Left Ventricular Hypertrophy May Result in Profound ST Elevation

This 75 year old man presented with weakness. His blood pressure was 220/80. He was found to have renal failure. He ruled out for MI.

There are 4 mm of ST elevation in leads V2 and V3, but it not out of proportion to the very large (> 50 mm) preceding S-wave. This is typical of severe LVH with repolarization abnormalities.

It would be an unusual EKG for anterior STEMI.

In fact, it is very difficult to find a case of anterior MI with extreme voltage like this; this is probably because profound ischemia of LAD occlusion (STEMI) alters the QRS voltage and attenuates the severity of the electrocardiographic LVH voltage.

If anyone out there has such a case (proven LAD occlusion with very large voltage suggestive of LVH), please send it to me!


  1. great review ...
    i once had a patient complained shortness of breath and had those ECG finding and it made me so confused regarding whether it was just a LVH or a AMI ... but there was no evolution of ECG ... then mightbe it just a LVH strain ...

  2. it serves to reason that an enlarged heart will create demand ischemia and hence the ST elevation. the giveaway is also the normal R wave progression

  3. Not just the normal R-wave progression, but the high voltage S-wave. In fact, LVH of this magnitude often has no R-waves.

  4. No excessive concordance, Would a posterior ECG help to Dx the anterir MI in the face of this presentation of LVH? Or you are saying the voltage likely would be altered therfore wouldnt i be likely to get my excessive concordance STE?

  5. Any concordance would be excessive. You must mean excessive discordance. Nothing about this would change with a posterior ECG.

  6. I believe posterior(left and right) leads should be checked. Isnt the ST elevation on V1-V3 reciprocal changes to the ST depression I expect from the hypertrophied posterior left ventricular myocardium?

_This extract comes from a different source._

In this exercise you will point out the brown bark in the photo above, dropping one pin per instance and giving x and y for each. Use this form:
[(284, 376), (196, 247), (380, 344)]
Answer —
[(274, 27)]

  7. If you recorded posterior leads, there would no doubt be ST depression, but it would still be discordant to a positive QRS, and in this case it would still be proportional. It would not help in the diagnosis. Abnormal repolarization would still all be due to abnormal depolarization, and not to acute MI.

  8. A basic question.... This pt has severe LVH, but no LAD, perfectly normal axis.... Any reason for this?

    1. I can only say that LAD is not unviversal in LVH. The axis is clearly to the left and inferior (V4-V6 and inferior leads), but it does not have a superior component that would lead to LAD on the limb leads.